En los Estado Unidos, el sarampión se considera una enfermedad erradicada desde el año 2000. Sin embargo, el hecho de que cada vez haya más niños que no se vacunan está produciendo brotes de la enfermedad. El último de ellos tuvo lugar a finales de diciembre pasado en Disneyland: la visita de un niño infectado produjo varios centenares de casos. Y ello ha resucitado la polémica sobre la conveniencia o no de vacunar a los niños.

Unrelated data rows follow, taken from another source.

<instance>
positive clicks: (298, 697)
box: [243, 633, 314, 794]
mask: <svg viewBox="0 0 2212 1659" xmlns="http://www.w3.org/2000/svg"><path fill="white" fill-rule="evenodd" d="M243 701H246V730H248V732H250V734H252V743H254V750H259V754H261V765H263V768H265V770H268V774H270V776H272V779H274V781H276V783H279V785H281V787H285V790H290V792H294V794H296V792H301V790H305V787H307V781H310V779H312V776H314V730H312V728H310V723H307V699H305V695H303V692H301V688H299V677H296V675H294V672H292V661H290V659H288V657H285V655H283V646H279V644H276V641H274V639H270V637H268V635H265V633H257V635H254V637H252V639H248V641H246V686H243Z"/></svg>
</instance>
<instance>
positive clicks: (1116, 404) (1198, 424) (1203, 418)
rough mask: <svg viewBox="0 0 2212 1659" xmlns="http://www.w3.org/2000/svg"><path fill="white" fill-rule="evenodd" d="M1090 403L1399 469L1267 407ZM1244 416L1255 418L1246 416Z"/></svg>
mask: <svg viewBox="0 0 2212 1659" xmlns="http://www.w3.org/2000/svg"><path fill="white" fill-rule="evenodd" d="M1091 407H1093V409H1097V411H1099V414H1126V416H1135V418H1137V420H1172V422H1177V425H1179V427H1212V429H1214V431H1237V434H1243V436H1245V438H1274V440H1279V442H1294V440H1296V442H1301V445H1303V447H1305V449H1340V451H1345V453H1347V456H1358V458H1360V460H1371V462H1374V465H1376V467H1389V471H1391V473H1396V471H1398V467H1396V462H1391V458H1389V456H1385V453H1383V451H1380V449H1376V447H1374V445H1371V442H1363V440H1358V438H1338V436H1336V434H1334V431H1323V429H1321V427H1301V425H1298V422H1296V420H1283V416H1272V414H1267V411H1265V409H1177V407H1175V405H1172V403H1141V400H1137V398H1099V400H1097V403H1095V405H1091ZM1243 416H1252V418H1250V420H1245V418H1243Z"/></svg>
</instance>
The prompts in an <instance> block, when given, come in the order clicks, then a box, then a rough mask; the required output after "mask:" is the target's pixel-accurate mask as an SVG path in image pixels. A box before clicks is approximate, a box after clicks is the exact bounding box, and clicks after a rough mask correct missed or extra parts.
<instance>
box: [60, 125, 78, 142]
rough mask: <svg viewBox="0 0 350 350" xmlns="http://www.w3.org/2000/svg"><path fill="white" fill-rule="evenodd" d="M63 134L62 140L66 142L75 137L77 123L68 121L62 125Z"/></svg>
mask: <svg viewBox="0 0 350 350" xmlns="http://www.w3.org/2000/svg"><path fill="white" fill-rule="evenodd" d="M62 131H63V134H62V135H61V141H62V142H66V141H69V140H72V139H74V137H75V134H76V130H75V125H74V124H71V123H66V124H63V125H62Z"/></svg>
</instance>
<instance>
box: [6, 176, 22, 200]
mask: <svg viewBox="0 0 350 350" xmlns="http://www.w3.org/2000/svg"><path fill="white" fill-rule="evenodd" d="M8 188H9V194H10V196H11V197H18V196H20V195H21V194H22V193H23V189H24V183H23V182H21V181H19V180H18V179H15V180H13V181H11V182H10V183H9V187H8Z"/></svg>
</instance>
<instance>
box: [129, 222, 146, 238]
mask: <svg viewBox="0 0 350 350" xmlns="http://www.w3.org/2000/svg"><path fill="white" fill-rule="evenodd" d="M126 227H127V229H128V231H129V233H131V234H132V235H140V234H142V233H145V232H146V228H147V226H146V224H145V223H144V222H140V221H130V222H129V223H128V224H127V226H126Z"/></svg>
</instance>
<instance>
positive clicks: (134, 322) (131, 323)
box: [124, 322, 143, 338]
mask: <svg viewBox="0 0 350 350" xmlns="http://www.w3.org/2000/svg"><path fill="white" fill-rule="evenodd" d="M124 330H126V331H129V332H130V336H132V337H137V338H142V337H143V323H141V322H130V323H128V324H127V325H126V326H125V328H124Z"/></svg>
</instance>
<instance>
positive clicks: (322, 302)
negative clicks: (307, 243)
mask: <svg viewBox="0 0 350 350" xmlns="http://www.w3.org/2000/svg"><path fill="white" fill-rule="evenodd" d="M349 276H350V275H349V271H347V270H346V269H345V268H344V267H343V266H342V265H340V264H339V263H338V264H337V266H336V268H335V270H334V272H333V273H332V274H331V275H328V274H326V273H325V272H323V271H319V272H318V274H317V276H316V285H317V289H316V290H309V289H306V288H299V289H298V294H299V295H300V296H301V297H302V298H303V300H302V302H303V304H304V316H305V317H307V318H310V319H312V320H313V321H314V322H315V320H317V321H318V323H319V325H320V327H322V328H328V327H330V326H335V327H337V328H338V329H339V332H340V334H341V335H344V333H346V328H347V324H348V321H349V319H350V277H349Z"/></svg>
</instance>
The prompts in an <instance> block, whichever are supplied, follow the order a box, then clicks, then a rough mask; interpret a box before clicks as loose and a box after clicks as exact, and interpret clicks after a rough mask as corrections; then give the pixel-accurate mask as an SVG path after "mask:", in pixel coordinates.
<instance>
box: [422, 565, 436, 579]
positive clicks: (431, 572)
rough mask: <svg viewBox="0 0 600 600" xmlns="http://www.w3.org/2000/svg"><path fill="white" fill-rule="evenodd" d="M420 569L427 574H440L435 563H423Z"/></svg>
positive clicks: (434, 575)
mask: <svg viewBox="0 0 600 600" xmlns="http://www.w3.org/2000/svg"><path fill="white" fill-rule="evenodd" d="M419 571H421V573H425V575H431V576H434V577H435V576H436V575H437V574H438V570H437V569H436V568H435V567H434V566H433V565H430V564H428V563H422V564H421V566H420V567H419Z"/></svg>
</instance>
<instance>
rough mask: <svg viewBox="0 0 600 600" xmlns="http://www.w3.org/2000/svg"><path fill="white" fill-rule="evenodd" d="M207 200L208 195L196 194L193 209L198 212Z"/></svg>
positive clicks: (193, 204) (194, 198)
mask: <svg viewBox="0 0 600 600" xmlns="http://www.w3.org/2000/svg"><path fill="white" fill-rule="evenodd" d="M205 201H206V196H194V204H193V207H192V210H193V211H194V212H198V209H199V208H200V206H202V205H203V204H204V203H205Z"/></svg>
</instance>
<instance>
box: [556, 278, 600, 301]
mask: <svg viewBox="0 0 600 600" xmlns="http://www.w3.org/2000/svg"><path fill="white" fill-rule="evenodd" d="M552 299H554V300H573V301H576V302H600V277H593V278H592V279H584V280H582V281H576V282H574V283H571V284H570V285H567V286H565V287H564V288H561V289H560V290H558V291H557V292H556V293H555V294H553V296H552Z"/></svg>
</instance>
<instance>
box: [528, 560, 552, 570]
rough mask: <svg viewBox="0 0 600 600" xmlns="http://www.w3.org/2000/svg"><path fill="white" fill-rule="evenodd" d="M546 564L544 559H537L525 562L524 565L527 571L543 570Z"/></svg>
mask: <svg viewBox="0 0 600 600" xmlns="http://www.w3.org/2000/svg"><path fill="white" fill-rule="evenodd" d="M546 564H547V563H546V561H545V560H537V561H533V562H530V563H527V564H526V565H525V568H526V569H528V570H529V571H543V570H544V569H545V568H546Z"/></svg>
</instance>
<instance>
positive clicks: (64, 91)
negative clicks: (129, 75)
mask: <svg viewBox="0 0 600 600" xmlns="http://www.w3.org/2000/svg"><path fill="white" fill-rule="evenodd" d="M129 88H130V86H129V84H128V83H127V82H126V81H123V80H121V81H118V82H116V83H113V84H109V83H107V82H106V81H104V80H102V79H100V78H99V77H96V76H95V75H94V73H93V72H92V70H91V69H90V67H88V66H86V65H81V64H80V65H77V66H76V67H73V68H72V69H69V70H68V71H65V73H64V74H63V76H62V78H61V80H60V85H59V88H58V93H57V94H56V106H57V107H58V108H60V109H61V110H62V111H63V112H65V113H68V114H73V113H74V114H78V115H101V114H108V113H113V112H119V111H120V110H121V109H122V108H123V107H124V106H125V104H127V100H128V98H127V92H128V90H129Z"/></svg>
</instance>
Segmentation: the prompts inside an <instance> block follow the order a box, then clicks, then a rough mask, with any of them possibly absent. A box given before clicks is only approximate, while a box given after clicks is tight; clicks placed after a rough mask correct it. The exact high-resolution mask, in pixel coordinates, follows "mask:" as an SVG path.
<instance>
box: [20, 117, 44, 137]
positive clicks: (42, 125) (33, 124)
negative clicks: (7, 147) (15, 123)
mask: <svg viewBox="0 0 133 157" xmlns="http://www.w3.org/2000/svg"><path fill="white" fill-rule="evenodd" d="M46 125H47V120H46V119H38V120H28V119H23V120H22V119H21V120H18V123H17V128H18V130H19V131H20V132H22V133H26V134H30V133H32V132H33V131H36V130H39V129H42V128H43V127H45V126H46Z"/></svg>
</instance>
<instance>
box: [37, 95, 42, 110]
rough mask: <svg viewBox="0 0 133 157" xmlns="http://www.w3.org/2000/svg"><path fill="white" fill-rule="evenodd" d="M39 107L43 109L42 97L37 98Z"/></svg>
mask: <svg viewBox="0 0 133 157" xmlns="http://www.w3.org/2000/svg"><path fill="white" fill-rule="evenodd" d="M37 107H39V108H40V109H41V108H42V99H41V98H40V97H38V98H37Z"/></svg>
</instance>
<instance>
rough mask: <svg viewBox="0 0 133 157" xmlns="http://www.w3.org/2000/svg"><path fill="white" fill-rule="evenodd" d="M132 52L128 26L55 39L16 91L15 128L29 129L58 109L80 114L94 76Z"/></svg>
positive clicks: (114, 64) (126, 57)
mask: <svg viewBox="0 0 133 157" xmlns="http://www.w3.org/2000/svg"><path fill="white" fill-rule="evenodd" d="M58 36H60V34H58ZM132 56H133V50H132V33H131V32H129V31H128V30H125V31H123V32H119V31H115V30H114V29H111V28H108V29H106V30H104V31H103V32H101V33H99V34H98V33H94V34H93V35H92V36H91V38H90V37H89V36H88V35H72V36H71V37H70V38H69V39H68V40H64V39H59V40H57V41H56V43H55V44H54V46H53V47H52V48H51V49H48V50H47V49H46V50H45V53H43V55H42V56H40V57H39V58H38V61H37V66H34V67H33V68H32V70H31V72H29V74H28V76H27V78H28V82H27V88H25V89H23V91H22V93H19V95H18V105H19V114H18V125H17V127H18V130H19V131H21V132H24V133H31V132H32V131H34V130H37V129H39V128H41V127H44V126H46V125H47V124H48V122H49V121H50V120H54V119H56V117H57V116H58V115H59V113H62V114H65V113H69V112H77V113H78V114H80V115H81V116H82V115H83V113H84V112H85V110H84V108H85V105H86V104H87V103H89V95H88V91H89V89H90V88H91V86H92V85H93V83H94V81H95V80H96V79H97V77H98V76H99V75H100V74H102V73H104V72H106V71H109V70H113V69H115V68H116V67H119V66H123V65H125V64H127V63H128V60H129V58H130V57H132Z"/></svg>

La comunidad científica no arroja dudas, y con ella está el centro de la clase política. Obama ha recordado a los padres la obligación moral de proteger a sus hijos de enfermedades que pueden evitarse mediante la vacunación. Hillary Clinton ha hecho lo mismo. Potentes voces republicanas y demócratas y de la comunidad social -la esposa de Bill Gates, por ejemplo- se apuntan a la verdad científica, que es lógicamente unánime. Pero hay también voces, casi siempre impregnadas de una mezcla de superstición y mística religiosa, que critican las vacunas. Se apoyan en dudosos estudios como uno de 1998 (posteriormente desacreditado) publicado en la revista The Lancet que afirmaba que el uso de vacunas contra el sarampión podía incrementar el riesgo de sufrir autismo. El senador republicano Rand Paul acaba por ejemplo de alinearse con los escépticos: «He oído hablar de muchos trágicos casos de niños normales, que caminaban y hablaban, y que acabaron con problemas mentales profundos tras las vacunas».
Es desolador que los grandes descubrimientos de la humanidad tengan que superar siempre el recelo de orates que se aprovechan de la credulidad de los menos cultivados.